2. Bev suggested we follow the lead of Richard Hugo and go to the old cabin at Camp N-Sid-Sen and imagine a history for it, populate it with feelings, and make it into our reality. I was very happy Bev took charge of this prompt and I wrote a poem that I don't think is done yet, but here it is so far:
Your Cabin
For you it’s always November here.
That six-pack in Bovill got you to Harrison,
To this gray bay cold and empty.
The brunette wives stretched and tan on docks
Left months ago.
The smell of cedar left your cabin
Some time back when that judge in Spokane
Killed the clear cut near Benewah Lake.
You moved to Lenore then Greer then on up to Kooskia
Before you said to hell with it
And went to work for old man Konkol
Stacking short loads of white pine on dying trains.

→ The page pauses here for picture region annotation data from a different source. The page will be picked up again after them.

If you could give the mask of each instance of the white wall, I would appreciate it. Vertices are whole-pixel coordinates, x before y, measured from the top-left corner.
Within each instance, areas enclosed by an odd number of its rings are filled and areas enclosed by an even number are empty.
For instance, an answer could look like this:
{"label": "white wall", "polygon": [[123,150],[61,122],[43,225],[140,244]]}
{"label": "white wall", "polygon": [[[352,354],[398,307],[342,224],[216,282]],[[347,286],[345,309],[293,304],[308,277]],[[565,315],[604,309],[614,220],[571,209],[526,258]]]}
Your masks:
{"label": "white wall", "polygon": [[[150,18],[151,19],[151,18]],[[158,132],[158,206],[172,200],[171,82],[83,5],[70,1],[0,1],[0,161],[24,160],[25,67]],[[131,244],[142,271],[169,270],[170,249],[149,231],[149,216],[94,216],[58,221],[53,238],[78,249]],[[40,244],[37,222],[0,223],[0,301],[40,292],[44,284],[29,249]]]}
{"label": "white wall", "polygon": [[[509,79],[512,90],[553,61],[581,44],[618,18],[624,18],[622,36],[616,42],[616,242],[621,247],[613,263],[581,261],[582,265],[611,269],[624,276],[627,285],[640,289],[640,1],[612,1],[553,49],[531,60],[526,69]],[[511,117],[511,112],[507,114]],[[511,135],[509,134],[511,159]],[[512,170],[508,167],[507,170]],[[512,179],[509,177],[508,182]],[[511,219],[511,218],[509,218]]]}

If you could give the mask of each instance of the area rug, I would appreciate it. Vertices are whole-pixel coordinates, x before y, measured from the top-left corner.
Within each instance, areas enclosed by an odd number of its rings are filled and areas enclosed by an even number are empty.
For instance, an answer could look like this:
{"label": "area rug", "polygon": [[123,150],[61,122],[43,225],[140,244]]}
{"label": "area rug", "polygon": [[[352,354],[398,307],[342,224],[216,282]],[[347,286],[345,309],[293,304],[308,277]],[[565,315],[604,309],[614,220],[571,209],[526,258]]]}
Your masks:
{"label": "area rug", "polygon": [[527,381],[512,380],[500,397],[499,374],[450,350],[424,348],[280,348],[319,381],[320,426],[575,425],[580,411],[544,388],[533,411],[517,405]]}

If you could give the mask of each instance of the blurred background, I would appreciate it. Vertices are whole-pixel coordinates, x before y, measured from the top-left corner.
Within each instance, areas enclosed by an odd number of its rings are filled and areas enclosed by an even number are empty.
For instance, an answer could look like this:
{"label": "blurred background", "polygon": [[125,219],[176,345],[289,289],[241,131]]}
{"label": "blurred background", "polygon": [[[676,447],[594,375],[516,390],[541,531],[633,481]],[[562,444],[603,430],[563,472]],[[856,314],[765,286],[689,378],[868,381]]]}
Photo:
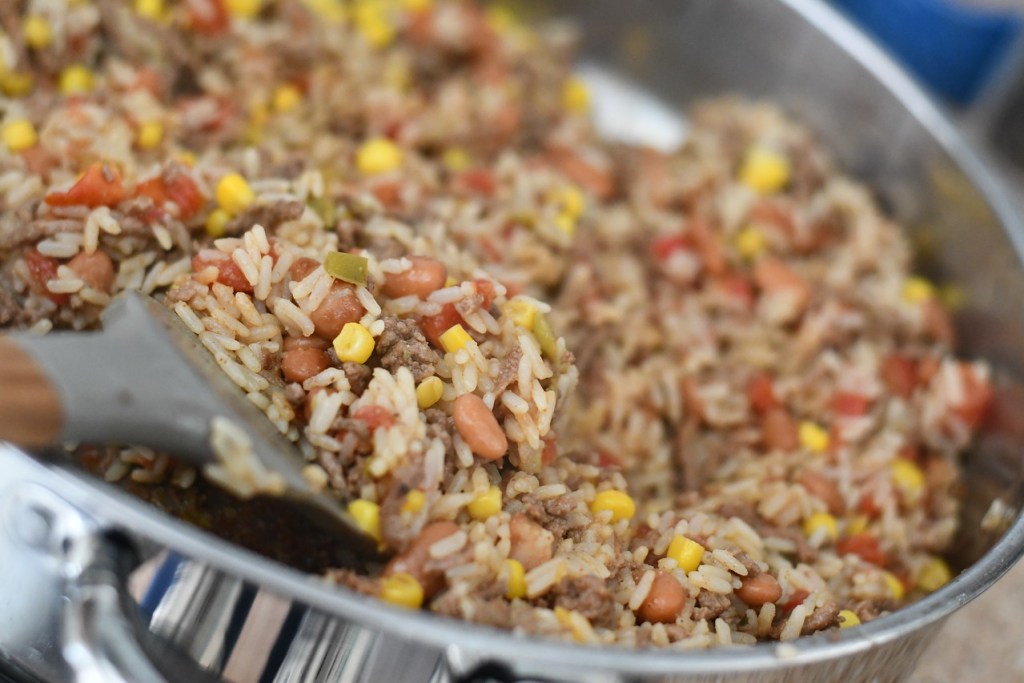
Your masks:
{"label": "blurred background", "polygon": [[833,0],[943,100],[1024,209],[1024,0]]}

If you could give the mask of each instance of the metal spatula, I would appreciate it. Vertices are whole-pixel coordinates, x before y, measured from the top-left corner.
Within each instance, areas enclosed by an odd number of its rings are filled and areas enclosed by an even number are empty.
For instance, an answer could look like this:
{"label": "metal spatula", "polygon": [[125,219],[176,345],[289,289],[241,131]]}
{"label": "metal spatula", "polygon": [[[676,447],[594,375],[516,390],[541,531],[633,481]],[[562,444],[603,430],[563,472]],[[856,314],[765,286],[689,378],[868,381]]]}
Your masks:
{"label": "metal spatula", "polygon": [[[241,436],[241,438],[239,438]],[[245,398],[166,306],[120,294],[102,331],[0,336],[0,439],[126,443],[169,453],[229,489],[301,506],[353,554],[376,544],[302,476],[298,449]],[[215,447],[216,445],[216,447]],[[243,459],[241,465],[232,459]],[[243,476],[237,476],[242,471]],[[237,476],[238,481],[230,481]]]}

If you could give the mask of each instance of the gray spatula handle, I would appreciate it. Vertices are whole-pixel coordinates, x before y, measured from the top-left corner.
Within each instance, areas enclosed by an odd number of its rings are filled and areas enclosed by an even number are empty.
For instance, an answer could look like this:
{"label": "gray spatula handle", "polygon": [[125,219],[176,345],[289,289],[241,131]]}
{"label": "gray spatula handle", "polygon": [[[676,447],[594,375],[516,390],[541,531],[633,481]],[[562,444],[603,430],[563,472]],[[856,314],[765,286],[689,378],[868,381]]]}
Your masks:
{"label": "gray spatula handle", "polygon": [[0,337],[0,440],[46,445],[62,426],[60,396],[46,373],[17,342]]}

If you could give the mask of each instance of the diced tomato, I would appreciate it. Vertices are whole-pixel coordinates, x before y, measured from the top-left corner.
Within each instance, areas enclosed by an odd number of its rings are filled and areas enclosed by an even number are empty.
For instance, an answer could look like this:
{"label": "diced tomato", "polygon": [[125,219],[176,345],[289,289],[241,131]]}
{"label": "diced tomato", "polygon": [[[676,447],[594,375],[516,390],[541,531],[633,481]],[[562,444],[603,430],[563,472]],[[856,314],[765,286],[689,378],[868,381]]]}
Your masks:
{"label": "diced tomato", "polygon": [[680,249],[690,249],[691,247],[692,243],[685,236],[663,234],[651,240],[650,255],[658,261],[665,261]]}
{"label": "diced tomato", "polygon": [[803,604],[804,600],[806,600],[809,595],[809,591],[805,591],[802,588],[797,589],[793,592],[793,595],[790,596],[790,599],[785,601],[785,604],[782,605],[782,610],[792,612],[797,605]]}
{"label": "diced tomato", "polygon": [[784,408],[773,408],[761,418],[761,436],[770,450],[795,451],[800,445],[797,422]]}
{"label": "diced tomato", "polygon": [[485,168],[471,168],[468,171],[463,171],[456,179],[456,184],[461,189],[487,197],[498,191],[498,180],[495,178],[495,174]]}
{"label": "diced tomato", "polygon": [[759,414],[778,408],[775,390],[771,384],[771,376],[768,373],[758,373],[751,378],[751,383],[746,385],[746,397]]}
{"label": "diced tomato", "polygon": [[615,178],[610,171],[598,168],[580,155],[565,147],[550,151],[549,158],[558,170],[578,185],[599,200],[608,200],[615,194]]}
{"label": "diced tomato", "polygon": [[894,353],[882,362],[882,379],[889,390],[901,398],[909,398],[918,386],[913,360]]}
{"label": "diced tomato", "polygon": [[380,405],[364,405],[352,413],[352,417],[366,422],[372,432],[381,427],[391,427],[396,422],[394,416],[391,415],[391,411]]}
{"label": "diced tomato", "polygon": [[831,400],[833,411],[837,415],[848,418],[856,418],[864,415],[870,405],[871,401],[867,400],[865,396],[853,393],[852,391],[837,391]]}
{"label": "diced tomato", "polygon": [[125,198],[121,175],[104,164],[93,164],[66,193],[50,193],[50,206],[117,206]]}
{"label": "diced tomato", "polygon": [[441,307],[441,312],[436,315],[426,315],[420,321],[420,329],[423,336],[436,346],[441,348],[441,335],[454,326],[462,323],[462,315],[456,310],[455,305],[446,303]]}
{"label": "diced tomato", "polygon": [[992,401],[992,386],[979,378],[968,364],[959,364],[959,374],[964,384],[964,401],[954,410],[964,424],[973,429]]}
{"label": "diced tomato", "polygon": [[495,284],[489,280],[474,280],[473,286],[476,287],[476,293],[483,297],[483,307],[490,308],[495,297],[498,296],[498,293],[495,292]]}
{"label": "diced tomato", "polygon": [[541,462],[550,465],[558,457],[558,440],[554,435],[544,437],[544,451],[541,452]]}
{"label": "diced tomato", "polygon": [[38,290],[45,294],[50,301],[58,306],[66,306],[71,301],[71,296],[67,294],[54,294],[46,289],[47,281],[57,276],[57,260],[49,256],[43,256],[35,249],[25,252],[25,264],[29,267],[29,274],[38,285]]}
{"label": "diced tomato", "polygon": [[227,31],[231,17],[224,0],[185,0],[188,26],[197,33],[216,36]]}
{"label": "diced tomato", "polygon": [[227,254],[216,249],[204,249],[193,256],[194,272],[199,272],[211,265],[217,268],[217,282],[221,285],[230,287],[236,292],[253,293],[253,286],[249,284],[246,276],[242,274],[242,269]]}
{"label": "diced tomato", "polygon": [[840,555],[857,555],[865,562],[880,567],[886,565],[886,554],[879,545],[878,538],[870,531],[861,531],[840,539],[836,544],[836,551]]}

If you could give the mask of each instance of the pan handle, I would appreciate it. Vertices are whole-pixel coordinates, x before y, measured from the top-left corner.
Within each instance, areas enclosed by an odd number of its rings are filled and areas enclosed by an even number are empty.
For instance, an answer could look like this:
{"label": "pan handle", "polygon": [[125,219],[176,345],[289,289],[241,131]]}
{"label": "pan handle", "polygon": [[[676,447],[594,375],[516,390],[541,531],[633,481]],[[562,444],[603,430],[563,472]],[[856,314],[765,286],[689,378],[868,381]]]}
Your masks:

This is not the life you dreamed of:
The dinner triangle unrung for twenty years,
The vacant chairs only the chill wind rocks,
The oil you never bought in Potlatch
For the stubborn door that barely lets you in.
No, you dreamed of a tender wife,
Long nights of Canadian whiskey
George Strait, George Jones
Her fingernail tracing the veins of your wrist,
Long kisses.
3. I drove to Kellogg, enjoyed stuffed green peppers with Mom, and rested after a week of being the retreat's visiting writer by watching Nixon/Frost, a movie I enjoyed thoroughly, especially because of the way Frank Langella portrayed the complicated, complex soul of Richard Nixon.